Is it Spring yet?
Please!!!
Here at the Arctic Circle (formerly known as New England) we are finally getting some warmer temperatures this week. The three foot snowpack and 30 foot snow mountains have begun to melt. Not too fast though; we don't need the flooding. Everything in moderation, I suppose.
I know that's how a lot of retailers feel across much of the country. After a brutal January, when the weather did everything but cooperate, a little moderation in the weather would be most welcome. It's tough to run an increase when one news report after another are advising folks to stay home and off the roads.
There's been a lot written in the retail press and talked up at the recent NRF show in New York about the impact on retail of emerging technologies, particularly mobile. Last week RetailWire ran a piece on its Braintrust discussion board which suggested that there's been so much attention on emerging technologies, like mobile, that retailers risk overlooking core retailing fundamentals that build a distinctive and memorable customer experience.

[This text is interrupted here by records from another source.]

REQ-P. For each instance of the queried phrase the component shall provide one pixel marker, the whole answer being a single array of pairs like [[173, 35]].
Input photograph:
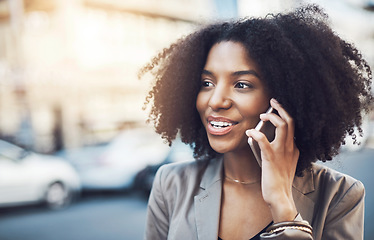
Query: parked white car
[[27, 177], [119, 162]]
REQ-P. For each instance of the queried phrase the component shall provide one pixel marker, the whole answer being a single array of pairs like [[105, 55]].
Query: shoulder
[[181, 170], [336, 190]]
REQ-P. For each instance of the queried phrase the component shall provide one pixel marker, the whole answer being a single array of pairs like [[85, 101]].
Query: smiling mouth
[[220, 126], [217, 124]]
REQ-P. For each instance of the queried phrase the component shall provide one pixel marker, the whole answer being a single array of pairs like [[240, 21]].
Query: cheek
[[252, 108], [201, 103]]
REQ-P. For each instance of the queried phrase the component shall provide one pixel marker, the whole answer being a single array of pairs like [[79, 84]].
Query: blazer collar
[[302, 186], [208, 201]]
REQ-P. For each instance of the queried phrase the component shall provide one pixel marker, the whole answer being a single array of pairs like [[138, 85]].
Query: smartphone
[[269, 130]]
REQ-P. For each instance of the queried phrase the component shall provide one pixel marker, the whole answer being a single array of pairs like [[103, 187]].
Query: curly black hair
[[321, 80]]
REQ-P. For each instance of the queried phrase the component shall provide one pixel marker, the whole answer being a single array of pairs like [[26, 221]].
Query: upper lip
[[221, 119]]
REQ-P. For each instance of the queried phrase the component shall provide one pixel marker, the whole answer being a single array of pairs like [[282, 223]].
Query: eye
[[243, 85], [206, 83]]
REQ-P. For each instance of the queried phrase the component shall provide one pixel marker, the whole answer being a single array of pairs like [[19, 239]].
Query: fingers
[[287, 124]]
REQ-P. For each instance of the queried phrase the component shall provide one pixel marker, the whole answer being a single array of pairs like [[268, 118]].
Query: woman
[[212, 88]]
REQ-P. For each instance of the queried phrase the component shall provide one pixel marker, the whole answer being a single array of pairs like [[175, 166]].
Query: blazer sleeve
[[157, 220], [345, 219]]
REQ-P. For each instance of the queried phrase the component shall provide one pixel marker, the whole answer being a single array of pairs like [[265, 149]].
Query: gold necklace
[[237, 181]]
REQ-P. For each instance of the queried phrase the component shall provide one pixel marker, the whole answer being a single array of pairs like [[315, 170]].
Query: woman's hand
[[279, 161]]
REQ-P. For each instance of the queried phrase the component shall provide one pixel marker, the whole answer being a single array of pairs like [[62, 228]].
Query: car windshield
[[11, 151]]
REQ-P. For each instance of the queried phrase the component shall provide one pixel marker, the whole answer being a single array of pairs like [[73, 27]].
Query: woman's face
[[231, 98]]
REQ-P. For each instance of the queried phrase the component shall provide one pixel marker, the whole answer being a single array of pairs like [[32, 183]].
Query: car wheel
[[57, 196]]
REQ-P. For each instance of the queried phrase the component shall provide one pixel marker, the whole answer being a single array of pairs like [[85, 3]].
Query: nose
[[220, 99]]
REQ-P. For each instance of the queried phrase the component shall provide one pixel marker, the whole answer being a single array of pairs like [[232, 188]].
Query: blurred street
[[122, 216], [95, 217]]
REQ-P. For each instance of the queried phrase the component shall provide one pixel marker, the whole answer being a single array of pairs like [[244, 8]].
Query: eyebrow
[[238, 73]]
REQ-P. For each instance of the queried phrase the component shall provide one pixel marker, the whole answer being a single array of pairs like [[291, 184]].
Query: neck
[[241, 166]]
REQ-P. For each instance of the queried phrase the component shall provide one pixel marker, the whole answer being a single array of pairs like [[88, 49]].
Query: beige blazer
[[186, 197]]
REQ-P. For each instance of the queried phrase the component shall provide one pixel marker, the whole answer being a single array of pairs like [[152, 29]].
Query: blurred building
[[68, 68]]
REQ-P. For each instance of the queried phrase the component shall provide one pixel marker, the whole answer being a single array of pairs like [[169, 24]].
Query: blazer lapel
[[301, 187], [208, 202]]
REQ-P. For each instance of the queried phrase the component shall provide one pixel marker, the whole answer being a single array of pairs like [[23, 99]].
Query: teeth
[[220, 124]]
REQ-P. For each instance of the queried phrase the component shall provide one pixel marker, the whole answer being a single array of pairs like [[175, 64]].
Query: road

I think there's some truth to that. Much of the discussion about mobile is about using the technology to further target promotions and deals to customers. I believe retailers, especially specialty retailers, can continue with the endless discounting like the major national retailers, and race each other to the bottom, or adopt a strategy built around customer experience, as all great retailers always have. I guess you know where I stand, but I'll continue to make the point.
To reinforce this, the first two pieces I've chosen this month focus on customer experience. It can be a tough go trying to kick the discounting habit, but discounting is not a strategy, it's an addiction. When you read about the eight characteristics of successful retailers, please note that discounting and promotional pricing isn't one of them.

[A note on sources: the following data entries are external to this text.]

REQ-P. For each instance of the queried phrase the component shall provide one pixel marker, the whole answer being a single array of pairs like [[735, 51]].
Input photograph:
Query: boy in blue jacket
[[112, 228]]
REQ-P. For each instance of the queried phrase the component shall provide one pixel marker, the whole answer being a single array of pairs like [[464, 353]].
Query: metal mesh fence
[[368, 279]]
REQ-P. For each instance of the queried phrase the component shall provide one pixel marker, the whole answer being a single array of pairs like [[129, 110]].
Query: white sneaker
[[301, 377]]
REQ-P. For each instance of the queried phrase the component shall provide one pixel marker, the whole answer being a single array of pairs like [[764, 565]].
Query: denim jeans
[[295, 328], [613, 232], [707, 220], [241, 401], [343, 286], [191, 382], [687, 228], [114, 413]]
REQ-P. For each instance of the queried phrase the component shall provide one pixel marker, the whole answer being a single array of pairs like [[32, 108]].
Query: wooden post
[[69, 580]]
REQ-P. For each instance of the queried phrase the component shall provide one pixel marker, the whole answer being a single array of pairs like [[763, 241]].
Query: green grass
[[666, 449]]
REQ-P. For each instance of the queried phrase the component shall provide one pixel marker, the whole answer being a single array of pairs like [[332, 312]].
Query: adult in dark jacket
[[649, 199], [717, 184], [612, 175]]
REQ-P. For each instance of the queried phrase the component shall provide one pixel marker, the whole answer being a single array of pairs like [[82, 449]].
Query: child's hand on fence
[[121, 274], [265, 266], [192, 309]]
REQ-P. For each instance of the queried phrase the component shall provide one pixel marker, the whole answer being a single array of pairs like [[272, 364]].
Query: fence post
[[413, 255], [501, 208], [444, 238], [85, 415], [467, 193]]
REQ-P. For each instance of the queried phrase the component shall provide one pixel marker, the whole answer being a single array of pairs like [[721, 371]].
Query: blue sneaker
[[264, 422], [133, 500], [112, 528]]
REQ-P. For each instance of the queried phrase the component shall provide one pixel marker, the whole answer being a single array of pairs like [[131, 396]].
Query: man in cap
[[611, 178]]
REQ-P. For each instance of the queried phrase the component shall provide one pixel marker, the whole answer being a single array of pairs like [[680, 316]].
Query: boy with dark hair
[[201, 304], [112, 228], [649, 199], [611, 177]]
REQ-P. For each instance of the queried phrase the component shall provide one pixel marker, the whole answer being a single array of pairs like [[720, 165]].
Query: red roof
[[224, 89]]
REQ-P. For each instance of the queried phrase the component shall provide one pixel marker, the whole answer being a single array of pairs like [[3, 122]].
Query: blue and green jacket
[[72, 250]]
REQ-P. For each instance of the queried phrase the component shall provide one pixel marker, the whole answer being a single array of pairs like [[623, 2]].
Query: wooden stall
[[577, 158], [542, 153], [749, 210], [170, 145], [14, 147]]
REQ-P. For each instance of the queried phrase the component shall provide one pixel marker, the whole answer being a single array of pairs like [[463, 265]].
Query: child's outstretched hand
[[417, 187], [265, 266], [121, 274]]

Spring training starts this week. Baseball is back. Spring just has to be just around the corner now! Breathe Deep! We're almost there!
"The holy grail of strategy for any firm, but especially retailers, is to create a concept that is so different and compelling that it renders competitors irrelevant - and then to implement that concept in such a way that core customers are bonded and the competitors find it hard to copy or react.
Are there any common characteristics that these brands share? Although each is different with respect to strategy and context, it is possible to observe some factors that are associated with successful new retail concepts. Not all are always present but there are cases in which the absence of even one can be fatal. The resulting eight guidelines are meant to be provocative."
From Retail Customer Experience.com...
"I'm sensing a tipping point in how customers relate to loyalty program rewards, and my thinking goes like this: When customers choose which company to do business with, rewards just don't matter like they used to.
My take is that the classic loyalty reward scheme -- earning points toward "hard" rewards for repeatedly doing business with a company -- has been trumped by the customer experience. In other words, today's customer is more likely to opt for a better experience today, than accept a lesser experience that pays dividends down the road."
From Retail Customer Experience.com...
"Buyers often consider the following factors in deciding whether to pick up a line and how deeply they buy:
- Does this collection fit with our image?
- Can the fashion house fill the order on time and on budget?
- Does the price point make sense?
- How many units do we expect to move at full price before we have to start taking a markdown?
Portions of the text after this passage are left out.